A ruling is expected in New York City as early as this week. But regardless of what Judge Cynthia Kern decides, it’s safe to say that the current teacher-evaluation system is broken in most school districts nationwide—and that value-added analysis is here to stay.

The reality is we like numbers and we love accountability, at least when it comes to schools. We are addicted to standardized test scores. We hate failure. And we cannot fathom why our urban public schools have been in such a deep funk for such a long time.

We know teachers are important. But are they, by and large, doing a good job? How can we know? What’s the evidence, other than gut feelings?

The answer is we don’t really have good ways to measure teacher performance right now. Our system for evaluating teachers wasn’t built to take into account their performance, so we’re struggling mightily to find ways of doing so.
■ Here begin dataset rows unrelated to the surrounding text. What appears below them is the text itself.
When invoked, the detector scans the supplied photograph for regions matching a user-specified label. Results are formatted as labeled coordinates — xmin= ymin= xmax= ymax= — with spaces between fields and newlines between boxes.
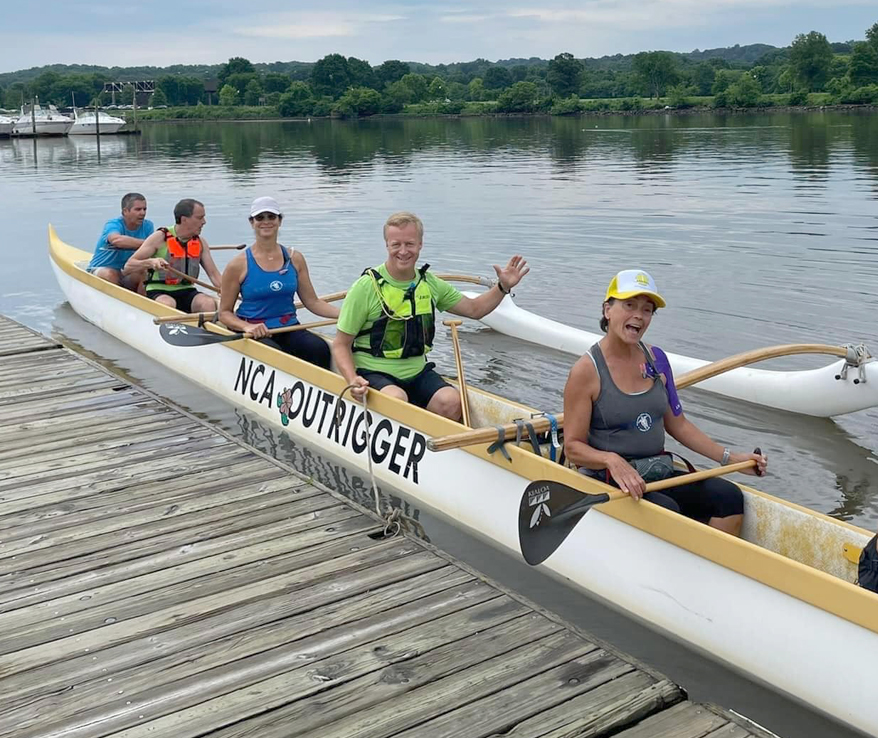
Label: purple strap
xmin=647 ymin=346 xmax=683 ymax=415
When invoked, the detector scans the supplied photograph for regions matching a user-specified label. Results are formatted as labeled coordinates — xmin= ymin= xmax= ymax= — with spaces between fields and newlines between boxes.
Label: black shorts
xmin=643 ymin=471 xmax=744 ymax=523
xmin=580 ymin=462 xmax=744 ymax=523
xmin=357 ymin=362 xmax=451 ymax=408
xmin=146 ymin=287 xmax=200 ymax=313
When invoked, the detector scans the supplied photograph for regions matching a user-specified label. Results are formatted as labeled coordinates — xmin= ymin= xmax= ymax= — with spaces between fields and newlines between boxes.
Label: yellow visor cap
xmin=604 ymin=269 xmax=665 ymax=307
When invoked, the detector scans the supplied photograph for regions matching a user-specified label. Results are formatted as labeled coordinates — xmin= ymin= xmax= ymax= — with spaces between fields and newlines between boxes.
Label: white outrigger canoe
xmin=464 ymin=293 xmax=878 ymax=418
xmin=49 ymin=226 xmax=878 ymax=735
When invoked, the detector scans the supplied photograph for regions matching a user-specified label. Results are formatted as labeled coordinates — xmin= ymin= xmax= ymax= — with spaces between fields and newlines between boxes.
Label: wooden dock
xmin=0 ymin=318 xmax=784 ymax=738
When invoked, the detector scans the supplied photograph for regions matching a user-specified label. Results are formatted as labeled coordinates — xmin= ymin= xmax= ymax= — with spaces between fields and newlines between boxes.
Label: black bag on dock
xmin=857 ymin=535 xmax=878 ymax=593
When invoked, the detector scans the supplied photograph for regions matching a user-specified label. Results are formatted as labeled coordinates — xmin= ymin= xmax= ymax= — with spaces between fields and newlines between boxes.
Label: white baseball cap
xmin=604 ymin=269 xmax=665 ymax=307
xmin=250 ymin=197 xmax=283 ymax=218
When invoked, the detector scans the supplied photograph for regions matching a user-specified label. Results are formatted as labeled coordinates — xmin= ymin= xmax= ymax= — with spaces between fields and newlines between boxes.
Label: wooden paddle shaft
xmin=427 ymin=343 xmax=847 ymax=451
xmin=646 ymin=459 xmax=756 ymax=492
xmin=268 ymin=318 xmax=338 ymax=336
xmin=164 ymin=264 xmax=219 ymax=294
xmin=442 ymin=320 xmax=472 ymax=428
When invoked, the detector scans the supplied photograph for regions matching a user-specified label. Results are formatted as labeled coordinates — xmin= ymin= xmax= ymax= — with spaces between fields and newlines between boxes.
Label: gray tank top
xmin=588 ymin=344 xmax=668 ymax=459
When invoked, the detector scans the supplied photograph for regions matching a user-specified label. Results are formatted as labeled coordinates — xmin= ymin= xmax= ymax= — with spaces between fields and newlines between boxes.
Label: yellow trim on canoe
xmin=49 ymin=225 xmax=878 ymax=633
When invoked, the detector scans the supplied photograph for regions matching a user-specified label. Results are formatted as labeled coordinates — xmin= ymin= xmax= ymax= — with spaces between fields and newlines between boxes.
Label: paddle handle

The uselessness of current teacher-evaluation systems was made apparent in “The Widget Effect,” a 2009 report by The New Teacher Project that found more than 99 percent of teachers are rated “satisfactory” each year. The report, subtitled “Our National Failure to Acknowledge and Act on Differences in Teacher Effectiveness,” also found that teacher performance played no role in districts’ decision-making about professional development, compensation, tenure and layoffs.

The Obama administration, as well as many think tanks and education reformers, is determined to change that. And value-added scores will almost certainly play a prominent role.

To many reformers, value-added analysis is sleek and sexy—it involves lots of numbers and esoteric talk of “controls,” “confidence intervals” and “statistical significance.” Skeptics say it’s all statistical pyrotechnics—flashy but frivolous. Nonetheless, there’s an emerging consensus that a new system will need to take into account multiple measures of a teacher’s performance—value-added scores, but also classroom observations by peers and principals, lesson plans, portfolios and self-evaluations.

A perfect evaluation system is probably a pipedream. Andrew Rotherham, who writes the Eduwonk blog as well as the weekly “School of Thought” column for Time magazine, says that “You can’t have a system that makes sure nothing unfair happens to someone. … People can be let go for the wrong reasons. That can happen. That is life.”

The real question, then, is whether value-added analysis is an improvement over tools we’ve relied on in the past, and for Rotherham and many other experts in the field, the answer is an unambiguous “yes.”

Not everyone agrees, including some observers abroad. Pasi Sahlberg, Director General of the Centre for International Mobility and Cooperation in Finland’s Ministry of Education and Culture, says: “It’s very difficult to use this data to say anything about the effectiveness of teachers. If you tried to do this in my country, Finnish teachers would probably go on strike and wouldn’t return until this crazy idea went away. Finns don’t believe you can reliably measure the essence of learning.”